我只是喜欢看书,但没有真的想要考中文系。但我有一个藏了很久的愿望——我想学物理专业。可惜我很早就明白,这样的梦想是不被父母接受的。我在众人的期待下长大,自然也要符合众人期待地考上叫人满意的专业。远房的一个表姐先是考上光华,后赴哈弗读商学,在亲戚圈里为人津津乐道,我或许也会像她一样。
“物院出来干嘛?别再说这些有的没的了。为什么不学点有用的?”母亲皱了皱眉,对我说。
“我……我也不知道。”
我漠然地摇摇头,心里久违地涩涩地钝痛。抬头看母亲,是格外的陌生。窗外是林立的高楼,各家各户彩色的光汇成一种灿烂的窒息。
我的火焰,在我初二的那个夜晚就永远的熄灭了。
那天早上太阳很好。迟紫暮推荐的是《杀死那个石家庄人》
“《杀死那个石家庄人》是万能青年旅店演唱的歌曲,由姬赓作词、董亚千作曲,收录在万能青年旅店2010年11月12日发行的专辑《万能青年旅店》中。”
她的声音很好听,但也很无趣。我把头枕在手臂上,趴在桌子上,心想这场闹剧什么时候才能结束。
“它从一个小人物入手,讲述了八十年代……”
“歌曲的第一部分……”
然后是长久的沉默。我抬眼,看见她的睫毛低垂下来,轻轻颤抖着。
“我喜欢这首歌。可为什么主流媒体就听不见他们的声音呢?小人物无可反抗的悲剧难道就比不上千斤和纨绔的山誓海盟来的叫人动容?”
她的声音有点发抖。
我受不了这样煽情的场景。抬头看窗外的一束阳光,细数上下浮沉的灰尘。总是有人喜欢说这种话题来标榜自己的深度。这种排练的恰到好处的“真情流露”,我早就看腻了。

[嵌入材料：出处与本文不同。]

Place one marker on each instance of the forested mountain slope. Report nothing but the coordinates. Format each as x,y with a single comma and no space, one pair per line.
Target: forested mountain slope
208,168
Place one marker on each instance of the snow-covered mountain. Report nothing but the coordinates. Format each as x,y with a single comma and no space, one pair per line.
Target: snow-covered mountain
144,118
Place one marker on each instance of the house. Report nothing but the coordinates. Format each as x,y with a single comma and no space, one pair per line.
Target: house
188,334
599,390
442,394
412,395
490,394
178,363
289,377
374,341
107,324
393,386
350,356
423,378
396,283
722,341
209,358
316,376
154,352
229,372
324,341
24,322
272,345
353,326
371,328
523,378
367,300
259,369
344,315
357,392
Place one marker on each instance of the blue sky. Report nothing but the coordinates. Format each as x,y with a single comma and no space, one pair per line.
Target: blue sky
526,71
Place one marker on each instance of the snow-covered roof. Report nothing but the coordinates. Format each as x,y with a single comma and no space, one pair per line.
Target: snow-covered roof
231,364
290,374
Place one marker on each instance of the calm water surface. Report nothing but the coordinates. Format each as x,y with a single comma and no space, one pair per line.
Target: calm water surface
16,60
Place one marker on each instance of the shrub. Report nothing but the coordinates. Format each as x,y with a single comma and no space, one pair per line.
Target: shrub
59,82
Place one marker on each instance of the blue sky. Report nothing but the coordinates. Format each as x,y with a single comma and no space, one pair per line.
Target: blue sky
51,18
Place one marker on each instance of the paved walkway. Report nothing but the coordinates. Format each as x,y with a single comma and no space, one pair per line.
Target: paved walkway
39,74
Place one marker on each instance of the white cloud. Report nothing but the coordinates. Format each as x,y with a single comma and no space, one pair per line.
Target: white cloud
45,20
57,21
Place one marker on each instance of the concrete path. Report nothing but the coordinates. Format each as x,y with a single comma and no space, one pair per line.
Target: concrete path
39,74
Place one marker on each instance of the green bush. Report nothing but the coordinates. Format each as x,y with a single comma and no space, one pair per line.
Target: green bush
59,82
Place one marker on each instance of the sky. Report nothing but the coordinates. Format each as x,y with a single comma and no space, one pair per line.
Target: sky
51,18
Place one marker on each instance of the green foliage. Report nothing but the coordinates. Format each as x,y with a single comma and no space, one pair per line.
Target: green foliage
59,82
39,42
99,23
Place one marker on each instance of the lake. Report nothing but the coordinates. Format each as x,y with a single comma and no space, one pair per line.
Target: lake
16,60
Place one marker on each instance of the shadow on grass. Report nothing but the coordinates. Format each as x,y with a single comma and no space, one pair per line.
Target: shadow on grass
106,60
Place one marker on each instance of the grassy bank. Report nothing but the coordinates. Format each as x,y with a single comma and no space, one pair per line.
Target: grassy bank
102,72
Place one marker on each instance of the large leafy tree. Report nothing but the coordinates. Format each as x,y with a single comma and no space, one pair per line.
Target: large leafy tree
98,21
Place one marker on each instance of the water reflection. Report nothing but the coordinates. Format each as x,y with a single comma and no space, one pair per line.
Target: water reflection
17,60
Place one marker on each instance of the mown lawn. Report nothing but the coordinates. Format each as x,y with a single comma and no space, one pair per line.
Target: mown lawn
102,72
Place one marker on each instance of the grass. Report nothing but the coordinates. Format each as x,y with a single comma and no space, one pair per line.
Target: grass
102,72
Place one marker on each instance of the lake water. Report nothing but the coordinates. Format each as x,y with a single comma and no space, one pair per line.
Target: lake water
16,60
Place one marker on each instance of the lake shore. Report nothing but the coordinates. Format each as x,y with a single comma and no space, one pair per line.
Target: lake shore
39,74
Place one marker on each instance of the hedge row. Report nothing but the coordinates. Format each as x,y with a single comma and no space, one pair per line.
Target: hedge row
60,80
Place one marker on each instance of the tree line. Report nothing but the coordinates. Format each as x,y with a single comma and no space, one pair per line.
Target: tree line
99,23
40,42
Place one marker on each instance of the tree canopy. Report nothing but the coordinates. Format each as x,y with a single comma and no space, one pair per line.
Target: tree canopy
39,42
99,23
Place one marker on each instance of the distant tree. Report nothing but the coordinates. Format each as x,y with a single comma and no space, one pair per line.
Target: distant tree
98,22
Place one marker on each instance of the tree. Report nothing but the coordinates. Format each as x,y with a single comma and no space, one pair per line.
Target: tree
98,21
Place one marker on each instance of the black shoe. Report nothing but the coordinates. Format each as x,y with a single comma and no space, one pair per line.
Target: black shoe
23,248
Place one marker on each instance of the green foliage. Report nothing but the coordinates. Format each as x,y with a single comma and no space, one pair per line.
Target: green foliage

“有人说,时代向前发展,总会有人被淘汰掉的,这是规律。”
“可是他们的一地鸡毛,辗转反侧,他们血淋淋的痛苦,”
“那是真实的,不是吗?”
她的语气有些恶狠狠的起来,颤抖的程度更大了,况且她声音走调实在是已经超出美感的界限了。这使我怔怔地抬头看着她。她眼睛红红的,眉毛拧在一起,指着黑板的手发抖。
我忽然觉得这个假的不能再假的人好像是真实的。
“那些被我们撞倒的小人物,”
“也是人啊。”
光像是给她镀了一层金,连发丝都氲着暖色。她的五官看得很清晰,也像是会发光,极力控制的泪水在右侧的眼睛里晃。
她原来一点也不像林陌墨。
学校发下来一份资料。坐在我前桌的迟紫暮看着看着就哭起来了,哭着哭着就用纸赶紧捂住嘴脸,慌忙看看有没有人发现自己。
蠢死了。
我提笔写下她的侧写:敏感,感性,脆弱,天生的文科生。
一直以来,控制不好情绪都被我视为软弱的表现,而我从小就被教育这样是可耻的。但是那一刻我不知道怎么回事,反复看了很多很多次资料,发现自己漠然地什么也感受不出来后,居然对迟紫暮生出了一种可以称为嫉妒的情感。
“不许哭。哪有男孩子还哭的。”
父亲厌恶地看了我一眼。闭口不谈小学的我因为过度超前学习而导致与同学没有共同话题的事情。
“看来这个小学还是太差了,我们转去附小吧。”
他只是这样淡淡地说。
我把我的小小的心脏反复打磨,以致它失去敏感的棱角。
我的共情能力早就消失了。
但在迟紫暮转头,捕捉到我在看她的那一瞬,她红红的兔子眼尴尬地定定看着我,我听见了自己心里类似冻冰开裂的声音。